DEseq2 understanding the log2 fold change

jennaj · September 25, 2024, 5:53pm

Short help

Between Factors, the first factor is the baseline and what other factors are compared to.
Within a Factor: the first factor level is the baseline and what other factor levels are compared to.
Therefore: negative means down-regulated, positive means up-regulated.

You should be able to flip the ordering to get (roughly) the same result but with a different positive/negative notation.

TL;DR help

The Bioconductor forum has many more details directly from the authors. This is one example search, and you can try more. https://support.bioconductor.org/post/search/?query=deseq2+first+factor

For how to model this on the Galaxy form, let’s start with the Help section on the tool form (scroll down to find this).

Inputs

Count Files

DESeq2 takes count tables generated from featureCounts, HTSeq-count or StringTie as input. Count tables must be generated for each sample individually. One header row is assumed, but files with no header (e.g from HTSeq) can be input with the Files have header? option set to No. DESeq2 is capable of handling multiple factors that affect your experiment. The first factor you input is considered as the primary factor that affects gene expressions. Optionally, you can input one or more secondary factors that might influence your experiment. But the final output will be changes in genes due to primary factor in presence of secondary factors. Each factor has two levels/states. You need to select appropriate count table from your history for each factor level.

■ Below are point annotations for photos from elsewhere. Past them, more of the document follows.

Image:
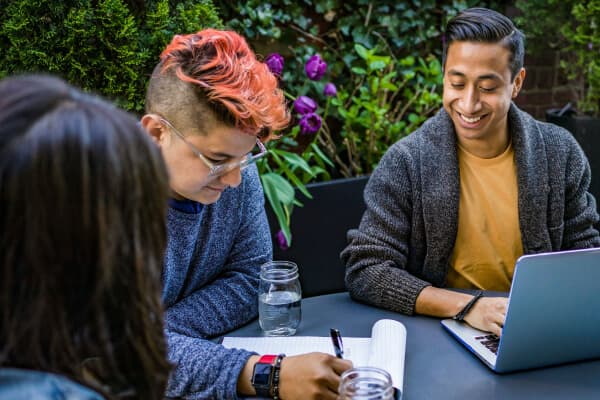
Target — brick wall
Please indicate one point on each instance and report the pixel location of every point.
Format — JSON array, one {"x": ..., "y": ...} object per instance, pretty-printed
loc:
[{"x": 545, "y": 85}]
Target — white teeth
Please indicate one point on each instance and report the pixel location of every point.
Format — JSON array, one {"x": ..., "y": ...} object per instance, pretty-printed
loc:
[{"x": 470, "y": 120}]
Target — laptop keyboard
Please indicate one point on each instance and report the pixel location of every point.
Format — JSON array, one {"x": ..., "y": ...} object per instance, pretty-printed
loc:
[{"x": 490, "y": 342}]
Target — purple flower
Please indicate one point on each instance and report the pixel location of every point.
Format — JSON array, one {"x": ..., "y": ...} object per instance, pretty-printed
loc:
[
  {"x": 309, "y": 124},
  {"x": 275, "y": 63},
  {"x": 281, "y": 242},
  {"x": 315, "y": 68},
  {"x": 305, "y": 105},
  {"x": 330, "y": 90}
]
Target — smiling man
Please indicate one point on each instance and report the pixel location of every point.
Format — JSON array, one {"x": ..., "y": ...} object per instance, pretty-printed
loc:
[
  {"x": 478, "y": 185},
  {"x": 210, "y": 106}
]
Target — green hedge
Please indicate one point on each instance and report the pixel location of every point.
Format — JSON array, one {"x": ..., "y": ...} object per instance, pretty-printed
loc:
[{"x": 106, "y": 46}]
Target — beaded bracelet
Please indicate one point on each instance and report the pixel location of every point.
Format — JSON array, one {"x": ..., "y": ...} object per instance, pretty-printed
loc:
[
  {"x": 276, "y": 371},
  {"x": 463, "y": 313}
]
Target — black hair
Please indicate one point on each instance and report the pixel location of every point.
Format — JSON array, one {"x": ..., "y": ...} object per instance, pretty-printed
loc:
[
  {"x": 83, "y": 199},
  {"x": 487, "y": 26}
]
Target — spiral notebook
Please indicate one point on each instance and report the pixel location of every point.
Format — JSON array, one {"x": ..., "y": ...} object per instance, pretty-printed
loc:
[{"x": 385, "y": 348}]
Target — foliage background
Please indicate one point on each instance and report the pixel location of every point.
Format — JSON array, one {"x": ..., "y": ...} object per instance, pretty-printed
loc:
[
  {"x": 383, "y": 57},
  {"x": 571, "y": 27},
  {"x": 105, "y": 46}
]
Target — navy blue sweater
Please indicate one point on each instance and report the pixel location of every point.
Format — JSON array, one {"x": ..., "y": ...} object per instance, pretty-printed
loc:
[{"x": 211, "y": 274}]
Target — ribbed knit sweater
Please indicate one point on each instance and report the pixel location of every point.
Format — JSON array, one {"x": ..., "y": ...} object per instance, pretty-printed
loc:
[
  {"x": 210, "y": 281},
  {"x": 407, "y": 233}
]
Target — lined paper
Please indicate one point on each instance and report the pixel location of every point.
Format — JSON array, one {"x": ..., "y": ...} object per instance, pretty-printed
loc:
[{"x": 385, "y": 348}]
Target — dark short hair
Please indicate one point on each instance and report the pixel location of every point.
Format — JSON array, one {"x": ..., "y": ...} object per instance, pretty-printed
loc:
[
  {"x": 83, "y": 199},
  {"x": 487, "y": 26}
]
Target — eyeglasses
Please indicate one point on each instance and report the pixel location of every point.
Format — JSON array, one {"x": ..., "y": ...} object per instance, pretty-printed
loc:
[{"x": 220, "y": 169}]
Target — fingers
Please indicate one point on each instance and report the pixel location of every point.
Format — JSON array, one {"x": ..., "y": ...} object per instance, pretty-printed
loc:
[
  {"x": 488, "y": 314},
  {"x": 340, "y": 365},
  {"x": 311, "y": 376}
]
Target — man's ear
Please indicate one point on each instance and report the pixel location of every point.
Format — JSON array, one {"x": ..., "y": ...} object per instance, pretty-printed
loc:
[
  {"x": 518, "y": 83},
  {"x": 153, "y": 127}
]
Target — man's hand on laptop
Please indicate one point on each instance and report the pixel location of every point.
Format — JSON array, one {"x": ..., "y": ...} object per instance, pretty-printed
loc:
[{"x": 488, "y": 314}]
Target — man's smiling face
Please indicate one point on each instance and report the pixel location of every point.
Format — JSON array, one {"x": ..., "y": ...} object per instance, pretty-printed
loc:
[{"x": 478, "y": 90}]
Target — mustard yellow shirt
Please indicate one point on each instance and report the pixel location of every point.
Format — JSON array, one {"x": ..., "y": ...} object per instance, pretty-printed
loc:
[{"x": 488, "y": 240}]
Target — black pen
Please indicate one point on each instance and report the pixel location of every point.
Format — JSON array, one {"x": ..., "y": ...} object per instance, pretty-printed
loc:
[{"x": 338, "y": 345}]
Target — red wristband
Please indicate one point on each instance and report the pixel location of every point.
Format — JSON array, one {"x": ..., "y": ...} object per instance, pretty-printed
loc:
[{"x": 267, "y": 359}]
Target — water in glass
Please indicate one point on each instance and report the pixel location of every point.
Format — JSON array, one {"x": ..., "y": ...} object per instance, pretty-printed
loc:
[{"x": 279, "y": 298}]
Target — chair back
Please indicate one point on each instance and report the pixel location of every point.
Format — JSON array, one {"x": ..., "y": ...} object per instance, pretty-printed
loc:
[{"x": 319, "y": 233}]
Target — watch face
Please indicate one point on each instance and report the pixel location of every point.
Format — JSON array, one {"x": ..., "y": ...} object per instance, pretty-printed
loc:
[{"x": 262, "y": 373}]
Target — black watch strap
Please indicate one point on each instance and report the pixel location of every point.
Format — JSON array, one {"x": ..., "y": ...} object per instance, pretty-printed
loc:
[{"x": 262, "y": 375}]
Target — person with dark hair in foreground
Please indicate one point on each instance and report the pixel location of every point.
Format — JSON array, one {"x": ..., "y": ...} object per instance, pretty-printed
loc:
[
  {"x": 211, "y": 106},
  {"x": 481, "y": 183},
  {"x": 83, "y": 197}
]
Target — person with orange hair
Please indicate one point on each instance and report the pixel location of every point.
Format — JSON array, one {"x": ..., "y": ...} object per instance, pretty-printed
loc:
[{"x": 211, "y": 106}]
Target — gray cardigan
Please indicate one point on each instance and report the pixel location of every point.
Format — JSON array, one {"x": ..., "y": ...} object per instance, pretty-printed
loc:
[{"x": 407, "y": 233}]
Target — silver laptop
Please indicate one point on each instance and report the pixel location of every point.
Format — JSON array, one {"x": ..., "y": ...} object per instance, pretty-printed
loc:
[{"x": 553, "y": 314}]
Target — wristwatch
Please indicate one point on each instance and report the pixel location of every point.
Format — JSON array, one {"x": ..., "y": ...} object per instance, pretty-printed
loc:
[{"x": 262, "y": 375}]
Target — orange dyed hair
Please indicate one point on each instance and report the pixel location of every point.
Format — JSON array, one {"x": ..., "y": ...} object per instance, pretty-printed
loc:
[{"x": 222, "y": 64}]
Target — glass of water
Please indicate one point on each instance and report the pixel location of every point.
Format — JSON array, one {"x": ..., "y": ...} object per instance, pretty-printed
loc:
[
  {"x": 366, "y": 383},
  {"x": 279, "y": 296}
]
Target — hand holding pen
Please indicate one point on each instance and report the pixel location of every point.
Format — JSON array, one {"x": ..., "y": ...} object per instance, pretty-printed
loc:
[{"x": 338, "y": 345}]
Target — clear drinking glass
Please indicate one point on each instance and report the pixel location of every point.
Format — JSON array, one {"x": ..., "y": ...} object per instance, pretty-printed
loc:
[
  {"x": 366, "y": 383},
  {"x": 279, "y": 296}
]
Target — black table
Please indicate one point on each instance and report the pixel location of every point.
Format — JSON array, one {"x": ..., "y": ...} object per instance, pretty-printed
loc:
[{"x": 436, "y": 365}]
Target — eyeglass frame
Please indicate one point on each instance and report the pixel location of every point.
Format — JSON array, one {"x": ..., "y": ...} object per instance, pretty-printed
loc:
[{"x": 219, "y": 169}]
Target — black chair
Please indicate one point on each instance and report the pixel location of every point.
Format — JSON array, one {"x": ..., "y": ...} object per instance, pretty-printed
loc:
[{"x": 319, "y": 233}]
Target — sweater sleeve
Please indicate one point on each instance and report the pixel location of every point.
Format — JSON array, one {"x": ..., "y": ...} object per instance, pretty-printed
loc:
[
  {"x": 231, "y": 299},
  {"x": 580, "y": 205},
  {"x": 203, "y": 369},
  {"x": 376, "y": 257}
]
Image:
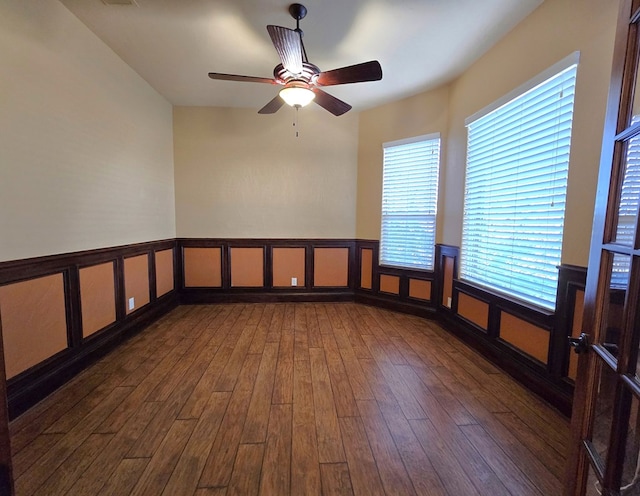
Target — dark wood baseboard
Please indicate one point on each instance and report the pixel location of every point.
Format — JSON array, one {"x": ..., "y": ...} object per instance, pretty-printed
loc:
[
  {"x": 34, "y": 384},
  {"x": 390, "y": 303},
  {"x": 198, "y": 297}
]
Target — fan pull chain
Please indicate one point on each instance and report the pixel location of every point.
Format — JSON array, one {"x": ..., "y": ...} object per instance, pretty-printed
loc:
[{"x": 295, "y": 121}]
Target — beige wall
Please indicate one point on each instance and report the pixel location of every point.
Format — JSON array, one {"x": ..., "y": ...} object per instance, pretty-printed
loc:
[
  {"x": 550, "y": 33},
  {"x": 86, "y": 157},
  {"x": 422, "y": 114},
  {"x": 243, "y": 175}
]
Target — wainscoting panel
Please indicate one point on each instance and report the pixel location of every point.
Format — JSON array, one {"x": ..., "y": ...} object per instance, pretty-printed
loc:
[
  {"x": 389, "y": 284},
  {"x": 525, "y": 336},
  {"x": 287, "y": 264},
  {"x": 61, "y": 312},
  {"x": 97, "y": 297},
  {"x": 331, "y": 267},
  {"x": 474, "y": 310},
  {"x": 366, "y": 268},
  {"x": 420, "y": 289},
  {"x": 136, "y": 282},
  {"x": 68, "y": 310},
  {"x": 34, "y": 321},
  {"x": 165, "y": 272},
  {"x": 247, "y": 267},
  {"x": 202, "y": 267}
]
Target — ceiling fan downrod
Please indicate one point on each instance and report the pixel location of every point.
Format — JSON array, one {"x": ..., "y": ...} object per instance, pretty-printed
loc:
[{"x": 299, "y": 11}]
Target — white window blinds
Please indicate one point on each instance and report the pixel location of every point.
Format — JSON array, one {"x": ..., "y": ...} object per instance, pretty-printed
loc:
[
  {"x": 409, "y": 198},
  {"x": 516, "y": 181}
]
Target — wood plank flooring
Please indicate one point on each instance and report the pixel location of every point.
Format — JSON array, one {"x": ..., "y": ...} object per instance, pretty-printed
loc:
[{"x": 281, "y": 399}]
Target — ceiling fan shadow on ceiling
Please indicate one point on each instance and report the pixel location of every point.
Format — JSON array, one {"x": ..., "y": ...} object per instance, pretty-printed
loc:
[{"x": 300, "y": 78}]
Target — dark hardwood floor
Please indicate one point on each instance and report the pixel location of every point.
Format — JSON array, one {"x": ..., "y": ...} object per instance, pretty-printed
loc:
[{"x": 281, "y": 399}]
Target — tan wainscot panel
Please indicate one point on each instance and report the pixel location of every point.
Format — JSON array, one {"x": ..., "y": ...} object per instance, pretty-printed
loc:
[
  {"x": 203, "y": 267},
  {"x": 474, "y": 310},
  {"x": 447, "y": 291},
  {"x": 136, "y": 281},
  {"x": 576, "y": 329},
  {"x": 389, "y": 284},
  {"x": 331, "y": 267},
  {"x": 288, "y": 263},
  {"x": 366, "y": 268},
  {"x": 164, "y": 272},
  {"x": 420, "y": 289},
  {"x": 525, "y": 336},
  {"x": 34, "y": 322},
  {"x": 247, "y": 267},
  {"x": 97, "y": 297}
]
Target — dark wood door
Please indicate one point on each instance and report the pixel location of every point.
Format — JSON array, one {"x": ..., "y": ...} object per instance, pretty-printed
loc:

The following table gives some examples of factors and their levels:

Factor	Factor level 1	Factor level 2
Treatment	Treated	Untreated
Condition	Knockdown	Wildtype
TimePoint	Day4	Day1
SeqType	SingleEnd	PairedEnd
Gender	Female	Male

Note: Output log2 fold changes are based on primary factor level 1 vs. factor level2. Here the order of factor levels is important. For example, for the factor ‘Treatment’ given in above table, DESeq2 computes fold changes of ‘Treated’ samples against ‘Untreated’, i.e. the values correspond to up or down regulations of genes in Treated samples.

Pracical help

To see how this works with example data: run through a tutorial that uses the tool, and play around with that reduced data to test out how different results are generated. Find links at the bottom of the form to the GTN tutorials that include the tool.

You can load up the input data and the workflow, launch that quickly, then come back later to explore. You don’t need to do all the clicking around if you are just interested in the result exploration parts.

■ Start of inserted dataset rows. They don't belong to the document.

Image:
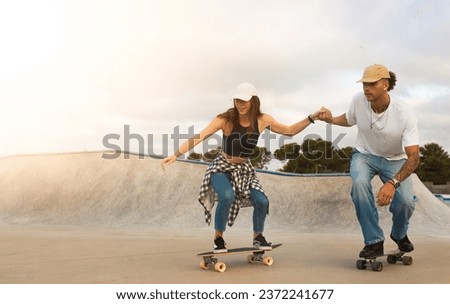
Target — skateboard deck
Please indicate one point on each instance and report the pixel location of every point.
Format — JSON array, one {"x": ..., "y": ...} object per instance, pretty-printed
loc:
[
  {"x": 392, "y": 258},
  {"x": 210, "y": 259}
]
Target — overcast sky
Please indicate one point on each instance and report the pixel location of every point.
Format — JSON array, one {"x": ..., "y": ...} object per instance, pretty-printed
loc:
[{"x": 73, "y": 72}]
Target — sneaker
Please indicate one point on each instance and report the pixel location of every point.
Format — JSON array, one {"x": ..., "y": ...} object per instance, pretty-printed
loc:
[
  {"x": 219, "y": 245},
  {"x": 404, "y": 244},
  {"x": 373, "y": 250},
  {"x": 260, "y": 243}
]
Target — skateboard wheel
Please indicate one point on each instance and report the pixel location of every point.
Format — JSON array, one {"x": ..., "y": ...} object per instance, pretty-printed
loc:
[
  {"x": 203, "y": 265},
  {"x": 407, "y": 260},
  {"x": 361, "y": 264},
  {"x": 220, "y": 267},
  {"x": 377, "y": 266},
  {"x": 268, "y": 261},
  {"x": 392, "y": 259}
]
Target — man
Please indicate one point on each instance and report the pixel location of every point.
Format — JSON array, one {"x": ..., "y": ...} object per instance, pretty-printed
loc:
[{"x": 387, "y": 145}]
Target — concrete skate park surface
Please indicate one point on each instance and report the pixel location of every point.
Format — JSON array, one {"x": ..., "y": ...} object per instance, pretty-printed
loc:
[{"x": 79, "y": 218}]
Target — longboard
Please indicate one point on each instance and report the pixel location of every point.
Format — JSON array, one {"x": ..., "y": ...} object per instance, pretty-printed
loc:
[
  {"x": 392, "y": 258},
  {"x": 211, "y": 259}
]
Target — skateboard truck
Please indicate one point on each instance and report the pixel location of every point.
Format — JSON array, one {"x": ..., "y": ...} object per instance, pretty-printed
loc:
[{"x": 210, "y": 259}]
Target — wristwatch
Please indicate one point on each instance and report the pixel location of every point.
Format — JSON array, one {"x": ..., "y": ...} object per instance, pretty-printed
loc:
[{"x": 395, "y": 182}]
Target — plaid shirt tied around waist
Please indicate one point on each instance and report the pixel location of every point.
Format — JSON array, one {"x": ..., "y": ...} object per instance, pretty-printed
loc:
[{"x": 243, "y": 177}]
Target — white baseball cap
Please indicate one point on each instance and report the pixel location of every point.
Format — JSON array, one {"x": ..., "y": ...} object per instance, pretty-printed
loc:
[
  {"x": 375, "y": 72},
  {"x": 245, "y": 91}
]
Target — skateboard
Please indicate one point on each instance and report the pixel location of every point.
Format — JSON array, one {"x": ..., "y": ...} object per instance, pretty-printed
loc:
[
  {"x": 392, "y": 258},
  {"x": 210, "y": 259}
]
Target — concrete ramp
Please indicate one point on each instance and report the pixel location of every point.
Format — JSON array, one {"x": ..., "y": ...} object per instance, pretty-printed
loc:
[{"x": 85, "y": 189}]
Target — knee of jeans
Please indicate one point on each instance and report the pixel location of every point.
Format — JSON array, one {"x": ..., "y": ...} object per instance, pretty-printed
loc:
[{"x": 401, "y": 204}]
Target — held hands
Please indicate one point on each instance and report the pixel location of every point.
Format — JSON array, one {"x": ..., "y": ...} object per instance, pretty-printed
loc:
[{"x": 324, "y": 114}]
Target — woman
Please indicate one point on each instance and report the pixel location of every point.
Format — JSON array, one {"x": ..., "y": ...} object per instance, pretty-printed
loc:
[{"x": 230, "y": 180}]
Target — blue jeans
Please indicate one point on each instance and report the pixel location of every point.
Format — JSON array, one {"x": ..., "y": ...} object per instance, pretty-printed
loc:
[
  {"x": 221, "y": 183},
  {"x": 363, "y": 168}
]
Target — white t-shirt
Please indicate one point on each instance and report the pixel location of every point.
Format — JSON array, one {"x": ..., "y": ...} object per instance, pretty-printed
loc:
[{"x": 384, "y": 134}]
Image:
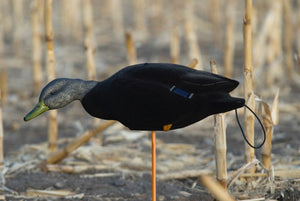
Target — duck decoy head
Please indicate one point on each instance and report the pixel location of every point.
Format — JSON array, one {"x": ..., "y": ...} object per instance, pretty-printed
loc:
[{"x": 59, "y": 93}]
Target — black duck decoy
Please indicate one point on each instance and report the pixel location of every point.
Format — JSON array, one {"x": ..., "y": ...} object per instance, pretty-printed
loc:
[{"x": 150, "y": 96}]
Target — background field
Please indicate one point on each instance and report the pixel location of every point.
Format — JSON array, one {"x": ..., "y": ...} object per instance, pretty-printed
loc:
[{"x": 116, "y": 165}]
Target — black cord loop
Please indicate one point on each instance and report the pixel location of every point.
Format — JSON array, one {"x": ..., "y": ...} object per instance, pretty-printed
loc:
[{"x": 264, "y": 132}]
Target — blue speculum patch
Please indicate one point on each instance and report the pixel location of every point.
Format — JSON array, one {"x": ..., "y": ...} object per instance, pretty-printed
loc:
[{"x": 181, "y": 92}]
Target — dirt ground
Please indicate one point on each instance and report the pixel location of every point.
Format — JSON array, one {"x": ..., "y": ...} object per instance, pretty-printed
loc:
[{"x": 116, "y": 165}]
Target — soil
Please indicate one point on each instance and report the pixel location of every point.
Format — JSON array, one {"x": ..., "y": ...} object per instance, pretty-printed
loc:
[{"x": 125, "y": 156}]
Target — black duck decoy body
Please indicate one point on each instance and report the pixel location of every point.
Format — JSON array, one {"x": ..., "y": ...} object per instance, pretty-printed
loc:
[{"x": 150, "y": 96}]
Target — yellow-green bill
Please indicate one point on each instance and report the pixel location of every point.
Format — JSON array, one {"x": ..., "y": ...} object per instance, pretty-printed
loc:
[{"x": 36, "y": 111}]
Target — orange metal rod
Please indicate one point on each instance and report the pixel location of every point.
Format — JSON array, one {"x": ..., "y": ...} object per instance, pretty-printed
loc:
[{"x": 153, "y": 167}]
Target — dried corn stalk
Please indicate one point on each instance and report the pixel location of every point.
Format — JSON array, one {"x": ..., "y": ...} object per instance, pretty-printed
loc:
[
  {"x": 249, "y": 96},
  {"x": 220, "y": 141},
  {"x": 50, "y": 65}
]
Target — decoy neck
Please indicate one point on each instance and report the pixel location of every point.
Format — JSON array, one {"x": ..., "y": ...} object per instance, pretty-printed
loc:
[{"x": 59, "y": 93}]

Then maybe flip the factor ordering and rerun parts to see what the differences are versus what would be expected (an “opposite” result). This is easier to do with a “known” curated and representative test data bundle, and can help you to understand what is going on in your “real” analysis that may have more complexities to sort out (newly discovered confounders, and similar). Review those Bioconductor posts, and maybe the tool Vignette. Skim though the direct usage parts and instead focus on the scientific logic from the authors for the different use cases. If you find a usage that you cannot translate to the Galaxy form, we can try to help more with that here.

Let’s start there, and let us know how this works out for you.